An angel shot isn't a shot or a drink. It's a code that sends a signal to the bar staff that you need assistance. Basically, it’s a simple and effective way to request help from a bartender. From a restaurateur's perspective, it's an easy way to protect your patrons and ensure that they feel safe.
Angel Shot Sign
It started with the "Ask for Angela" campaign in Lincolnshire, England, implemented in 2016 to prevent sexual assaults. Angela was a fictional character created to raise awareness to the following four questions while on a date:
- Are you on a date that isn’t working out?
- Is your date not who they said they were in their online profile?
- Do you feel like you’re in a safe situation?
- Does it all feel a bit off?
Bars in the Lincolnshire area posted signs in both women’s and men’s restrooms. The signs encouraged patrons to seek assistance at the bar if they believed they were in any danger. It urged women who felt unsafe on a date or in an uncomfortable situation to "Ask for Angela."
When the staff received the request, they would call a cab and help the person leave discreetly and safely. It let customers know that someone was there to help them in a difficult or potentially dangerous situation.
The idea quickly gained popularity on social media. A bartender named Benjamin Smith, who lives in Los Angeles, recorded a video on TikTok. He posted it under his username @benjispears and explained the three types of angel shots.
Bars and restaurants worldwide have since implemented this policy or something similar.
In the United States, it became known as an “Angel Shot.” Similarly, if a patron asks for one, it means they feel uncomfortable or unsafe. The staff can help them leave the bar or even escort the person who’s causing the bad situation out of the establishment.
Ordering an Angel Shot at a Bar
Depending on which shot the guest orders, a restaurant or bar that recognizes its meaning will know what to do.

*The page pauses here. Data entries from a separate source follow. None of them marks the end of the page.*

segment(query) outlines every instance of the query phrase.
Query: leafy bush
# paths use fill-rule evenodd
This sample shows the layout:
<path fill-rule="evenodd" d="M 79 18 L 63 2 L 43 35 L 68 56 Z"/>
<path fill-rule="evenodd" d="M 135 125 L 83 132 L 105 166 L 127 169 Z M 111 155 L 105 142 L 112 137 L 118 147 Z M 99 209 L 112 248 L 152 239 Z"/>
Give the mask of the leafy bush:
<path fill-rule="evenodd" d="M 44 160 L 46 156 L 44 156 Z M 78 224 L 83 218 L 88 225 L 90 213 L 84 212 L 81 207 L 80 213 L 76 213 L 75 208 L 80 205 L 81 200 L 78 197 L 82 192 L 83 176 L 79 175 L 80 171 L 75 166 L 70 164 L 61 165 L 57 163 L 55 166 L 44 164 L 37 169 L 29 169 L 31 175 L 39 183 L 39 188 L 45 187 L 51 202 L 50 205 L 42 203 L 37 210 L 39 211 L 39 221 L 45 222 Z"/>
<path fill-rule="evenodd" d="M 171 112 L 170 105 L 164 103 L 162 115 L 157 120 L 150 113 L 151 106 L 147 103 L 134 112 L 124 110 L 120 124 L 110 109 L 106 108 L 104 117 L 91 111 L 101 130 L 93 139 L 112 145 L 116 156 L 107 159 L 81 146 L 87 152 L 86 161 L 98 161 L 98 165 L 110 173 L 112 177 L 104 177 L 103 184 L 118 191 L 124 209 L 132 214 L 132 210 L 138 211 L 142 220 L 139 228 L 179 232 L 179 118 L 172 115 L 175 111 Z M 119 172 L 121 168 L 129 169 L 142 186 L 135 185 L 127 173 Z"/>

There are three different angel shots, each a signal that bartenders and restaurant managers should know as a plea for help.
Angel Shot “With Lime” or “With a Twist”
A patron in a bar asks for one "with lime" or "with a twist" when they want the staff to call the police. It means it could be an emergency situation for the patron.
Angel Shot "On Ice," "With Ice," or "On the Rocks"
Asking for one "on ice," "with ice," or "on the rocks" means the guest wants the staff to order a taxi.
Angel Shot “Neat” or “Straight Up”
Requesting one "neat" or "straight up" means the patron wants someone to escort them to their vehicle. They feel this is their best option for safely exiting the restaurant or bar.
Why Should Your Bar or Restaurant Use It?
It’s Free and Easy to Implement
If you manage bar or restaurant operations, you probably already take numerous measures to keep your customers safe. Adding this shot or a related concept is another way of maintaining a safe place to eat and drink. It might be impossible to completely eliminate uncomfortable situations, but this is an easy and free way to offer additional security.
It would cost hardly anything to put up signs in the restrooms and provide awareness and training to your bar staff. Be sure that they are familiar with whatever terminology you use and know what steps to take for each situation.
After these steps are in place, your staff will be ready to respond if anyone orders it from the bartender. Usually, the bar staff would require minimal training in this area. They could alert the manager or security guard, who would promptly step in and handle the situation.
Offer Peace of Mind to Your Customers
Using this concept can also benefit your bar or restaurant. People will feel safer at your place with the knowledge that you've adopted this procedure.
Customers are happy to learn that a bar or restaurant is taking steps to combat the issue of violence. Even if someone never needs to order it at your bar, the knowledge of its existence provides them with peace of mind. Since the “Ask for Angela” campaign began in England in 2016, countless bars and restaurants have implemented this policy to protect their patrons. It's arguably one of the most effective bar and restaurant improvement ideas to come about in the past decade.
Discretion and Subtlety
Asking for one of these shots is a subtle action that shouldn't draw much attention. Ideally, the person causing the issue won't know what's happening until the bar or restaurant staff has already acted. A staff member escorts the potential victim to their vehicle, or the police arrive on the scene to handle the situation.
Using discretion also reduces the possibility of a physical altercation occurring between the staff and perpetrator. Some bystanders might not understand what's happening or whether they should intervene in the matter. This procedure minimizes any unwanted attention that discourages victims from taking action. It contributes to better operational efficiency in restaurants.
Reduce The Risk
Most bars and restaurants take every precaution to keep patrons safe. Unfortunately, there’s always some risk of an unpleasant situation occurring, especially for women. However, an easy and effective procedure like the angel shot can increase the feeling of security for your customers.
It's possible your bar or restaurant already utilizes the concept. If not, it's something worth adding to your bar training and policies so that your guests can focus on enjoying their evening out.